Gemma 4 12B uncensored merge optimized for AMD ROCM drops on HuggingFace
A quantized 12B-parameter Gemma 4 merge combining agentic, composer, and uncensored fine-tunes has been released in GGUF format optimized for AMD ROCM hardware.
rcmorano has released llmfan46-gemma-4-12B-agentic-fable5-composer2.5-v2-3.5x-tau2-uncensored-heretic-ROCMFPX, a 12-billion-parameter merge based on Google's Gemma 4 architecture, quantized to GGUF format and optimized for AMD ROCM-compatible GPUs.
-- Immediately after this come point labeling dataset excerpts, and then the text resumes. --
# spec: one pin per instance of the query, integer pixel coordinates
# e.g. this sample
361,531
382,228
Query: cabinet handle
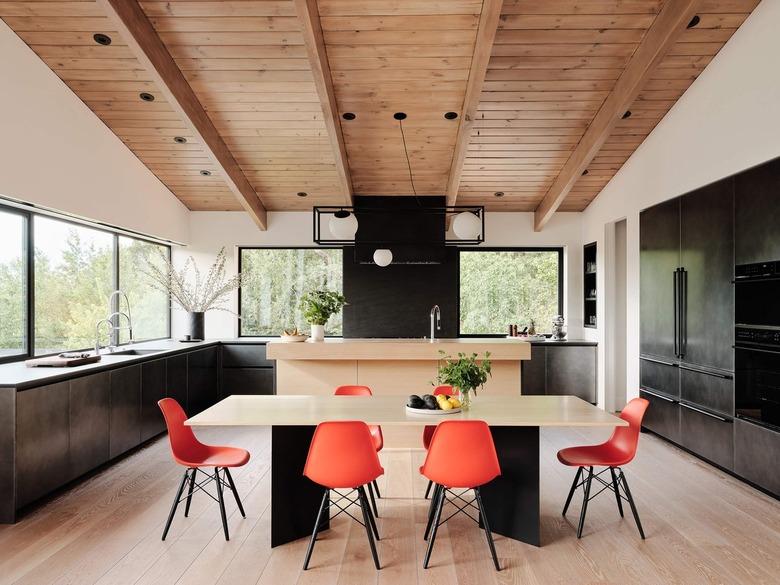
654,395
705,413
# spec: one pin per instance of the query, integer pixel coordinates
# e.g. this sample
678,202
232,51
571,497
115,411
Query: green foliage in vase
319,305
466,373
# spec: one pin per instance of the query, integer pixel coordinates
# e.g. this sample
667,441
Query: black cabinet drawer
659,377
756,452
42,441
245,355
707,435
89,423
662,416
247,381
711,391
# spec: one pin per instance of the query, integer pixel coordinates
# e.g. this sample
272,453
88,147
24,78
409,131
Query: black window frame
240,288
30,275
558,249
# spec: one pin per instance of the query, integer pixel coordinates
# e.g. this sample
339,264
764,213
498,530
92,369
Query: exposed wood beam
309,17
662,34
483,47
148,48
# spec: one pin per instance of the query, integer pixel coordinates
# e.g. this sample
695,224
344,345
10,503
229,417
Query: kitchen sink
135,352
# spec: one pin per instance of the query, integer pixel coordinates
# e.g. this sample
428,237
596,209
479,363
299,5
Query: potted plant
189,290
318,306
465,374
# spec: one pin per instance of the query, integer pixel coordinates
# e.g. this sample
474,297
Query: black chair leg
631,503
585,502
175,503
373,501
439,499
189,493
573,488
235,491
432,509
316,530
486,526
221,500
369,524
616,487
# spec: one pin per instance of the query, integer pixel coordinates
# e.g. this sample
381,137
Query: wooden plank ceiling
552,65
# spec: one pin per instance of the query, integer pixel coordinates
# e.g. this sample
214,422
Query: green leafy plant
319,305
465,373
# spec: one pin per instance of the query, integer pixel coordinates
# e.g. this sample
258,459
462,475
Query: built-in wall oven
757,343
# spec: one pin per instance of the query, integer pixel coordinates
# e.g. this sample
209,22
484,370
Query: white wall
56,153
210,231
727,121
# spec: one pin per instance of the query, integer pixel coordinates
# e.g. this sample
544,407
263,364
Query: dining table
512,500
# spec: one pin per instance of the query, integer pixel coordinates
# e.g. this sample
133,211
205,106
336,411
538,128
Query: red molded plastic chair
429,429
194,455
619,450
341,456
471,469
376,433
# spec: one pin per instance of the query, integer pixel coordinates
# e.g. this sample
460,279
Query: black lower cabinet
125,409
153,382
42,441
756,452
176,379
708,435
89,423
662,416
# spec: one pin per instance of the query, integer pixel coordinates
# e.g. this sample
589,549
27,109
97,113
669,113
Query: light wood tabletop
515,411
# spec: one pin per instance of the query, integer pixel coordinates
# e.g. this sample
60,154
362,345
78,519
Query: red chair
471,469
619,450
342,456
376,434
429,429
194,455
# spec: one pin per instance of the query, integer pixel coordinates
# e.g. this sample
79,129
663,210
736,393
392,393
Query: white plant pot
317,332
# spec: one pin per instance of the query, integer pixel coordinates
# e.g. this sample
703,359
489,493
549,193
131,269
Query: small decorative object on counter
318,306
559,328
189,290
465,374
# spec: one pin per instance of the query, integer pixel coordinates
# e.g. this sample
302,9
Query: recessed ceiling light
102,39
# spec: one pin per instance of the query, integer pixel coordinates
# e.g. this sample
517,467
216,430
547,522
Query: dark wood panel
125,409
89,422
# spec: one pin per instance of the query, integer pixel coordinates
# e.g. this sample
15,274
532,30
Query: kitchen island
390,367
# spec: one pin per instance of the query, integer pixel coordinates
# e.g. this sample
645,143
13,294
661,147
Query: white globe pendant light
467,226
343,225
383,257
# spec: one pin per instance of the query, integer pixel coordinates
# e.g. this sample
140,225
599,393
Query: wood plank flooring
703,527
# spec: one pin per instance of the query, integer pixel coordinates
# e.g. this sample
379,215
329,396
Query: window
275,279
150,308
51,300
13,284
499,287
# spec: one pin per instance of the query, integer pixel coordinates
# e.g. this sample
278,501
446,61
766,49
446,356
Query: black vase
196,325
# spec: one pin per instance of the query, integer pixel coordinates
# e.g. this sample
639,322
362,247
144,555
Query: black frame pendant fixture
322,214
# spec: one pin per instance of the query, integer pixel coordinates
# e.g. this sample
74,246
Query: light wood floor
702,526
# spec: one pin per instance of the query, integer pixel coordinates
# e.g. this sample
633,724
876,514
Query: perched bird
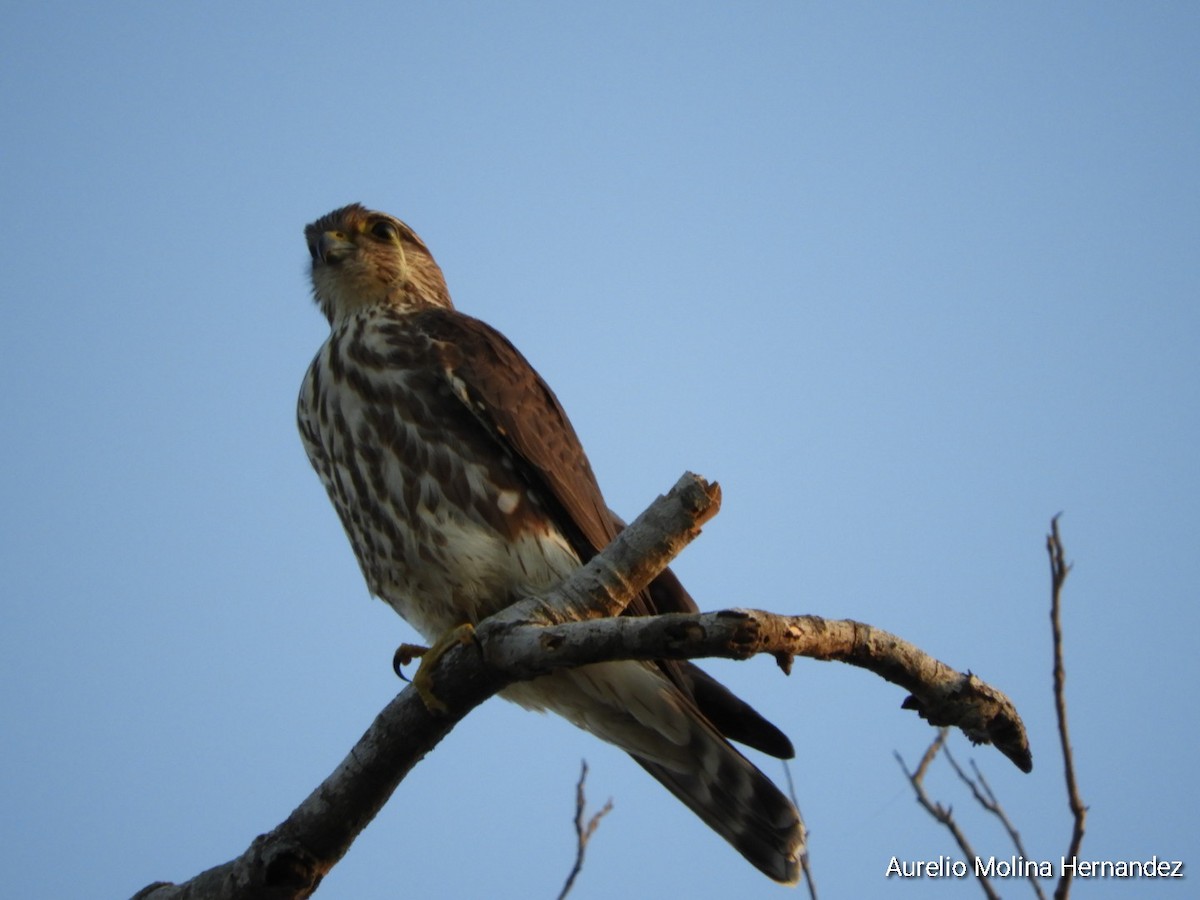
463,487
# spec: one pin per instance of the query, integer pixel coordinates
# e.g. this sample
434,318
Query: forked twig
942,814
583,831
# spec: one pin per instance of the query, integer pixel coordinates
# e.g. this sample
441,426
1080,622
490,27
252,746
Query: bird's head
363,258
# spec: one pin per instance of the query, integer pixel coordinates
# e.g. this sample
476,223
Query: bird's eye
384,231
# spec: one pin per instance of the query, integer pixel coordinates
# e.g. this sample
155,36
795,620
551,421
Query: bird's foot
430,657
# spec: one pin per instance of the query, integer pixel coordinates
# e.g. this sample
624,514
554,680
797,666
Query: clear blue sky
906,279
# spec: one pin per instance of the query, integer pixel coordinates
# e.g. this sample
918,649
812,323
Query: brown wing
521,412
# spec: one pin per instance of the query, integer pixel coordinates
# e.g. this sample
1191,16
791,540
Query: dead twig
942,814
983,793
1059,571
583,831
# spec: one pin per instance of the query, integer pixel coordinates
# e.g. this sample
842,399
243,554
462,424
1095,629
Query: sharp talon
424,679
405,654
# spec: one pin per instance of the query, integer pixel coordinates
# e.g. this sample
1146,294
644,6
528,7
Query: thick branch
940,694
291,861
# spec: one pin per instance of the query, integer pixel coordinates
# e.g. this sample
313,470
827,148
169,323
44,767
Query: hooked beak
331,247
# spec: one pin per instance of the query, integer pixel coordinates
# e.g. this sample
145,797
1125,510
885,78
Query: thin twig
942,814
804,857
982,791
583,832
1059,571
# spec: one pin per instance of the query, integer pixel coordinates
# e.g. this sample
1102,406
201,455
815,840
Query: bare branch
982,791
291,861
942,814
940,694
583,831
1059,571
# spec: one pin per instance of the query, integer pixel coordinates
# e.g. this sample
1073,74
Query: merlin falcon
463,489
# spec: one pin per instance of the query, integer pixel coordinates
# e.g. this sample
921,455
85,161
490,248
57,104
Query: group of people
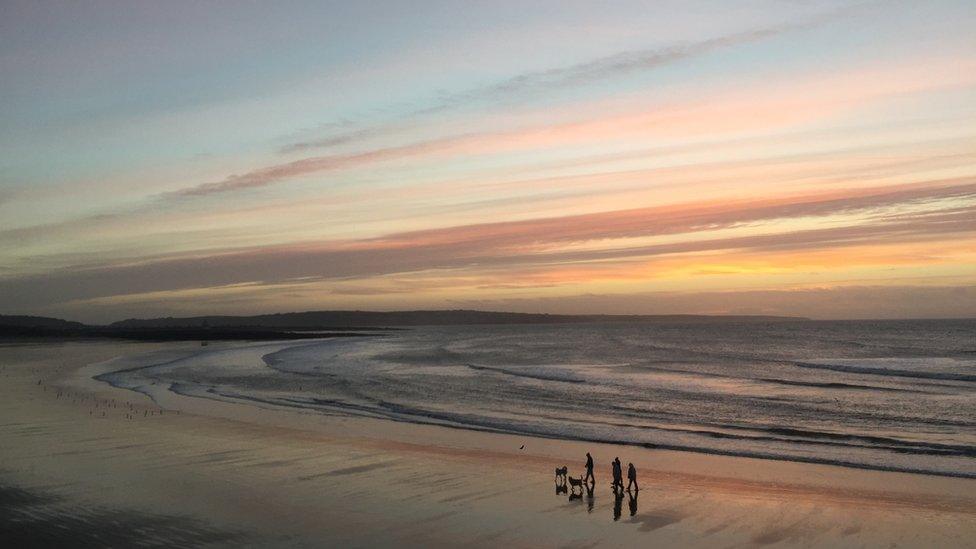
616,472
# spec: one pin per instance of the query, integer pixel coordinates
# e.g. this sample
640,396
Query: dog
575,483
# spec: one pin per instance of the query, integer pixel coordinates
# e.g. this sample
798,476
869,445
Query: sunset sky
182,158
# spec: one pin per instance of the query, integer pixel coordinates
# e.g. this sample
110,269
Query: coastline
370,482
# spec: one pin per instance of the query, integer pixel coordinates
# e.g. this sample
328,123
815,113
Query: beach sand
86,464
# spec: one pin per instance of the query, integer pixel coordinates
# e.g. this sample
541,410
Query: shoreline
191,453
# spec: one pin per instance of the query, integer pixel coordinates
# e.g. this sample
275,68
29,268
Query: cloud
530,242
535,83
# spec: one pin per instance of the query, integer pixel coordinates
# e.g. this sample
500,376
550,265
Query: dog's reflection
618,503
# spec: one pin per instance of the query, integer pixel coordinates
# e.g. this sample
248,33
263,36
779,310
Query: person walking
617,474
589,469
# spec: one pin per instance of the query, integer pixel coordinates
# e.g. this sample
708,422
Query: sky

The model stacks task-oriented, creative-writing, and abliterated safety layers into a single checkpoint targeting Radeon hardware rather than NVIDIA CUDA stacks.
The merge combines three fine-tune dimensions: agentic task execution and multi-step reasoning, creative writing and story generation via the fable5 and composer2.5 layers, and unrestricted instruction following. The "heretic" tag signals removal of refusal behavior — a common pattern in the open-weight community where practitioners strip safety guardrails to enable unrestricted prompting. The "3.5x-tau2" notation likely references a merge ratio or temperature parameter, though the model card does not detail the combination recipe.
GGUF quantization makes the 12B checkpoint runnable on consumer GPUs with 16–24GB VRAM, a practical threshold for hobbyists and small studios. The ROCM build is notable in a landscape dominated by CUDA tooling — AMD's open-source compute stack has gained traction among open-weight practitioners seeking alternatives to NVIDIA's closed ecosystem, particularly as Radeon VII, RX 6000, and RX 7000 series cards offer competitive VRAM-per-dollar ratios for inference workloads. The model card lists conversational use as the primary application, suggesting chat and assistant scenarios rather than pure code or reasoning tasks. At release, the model had logged zero downloads and one like, typical for fresh uploads in a crowded registry where discovery depends on word-of-mouth and benchmark leaderboards.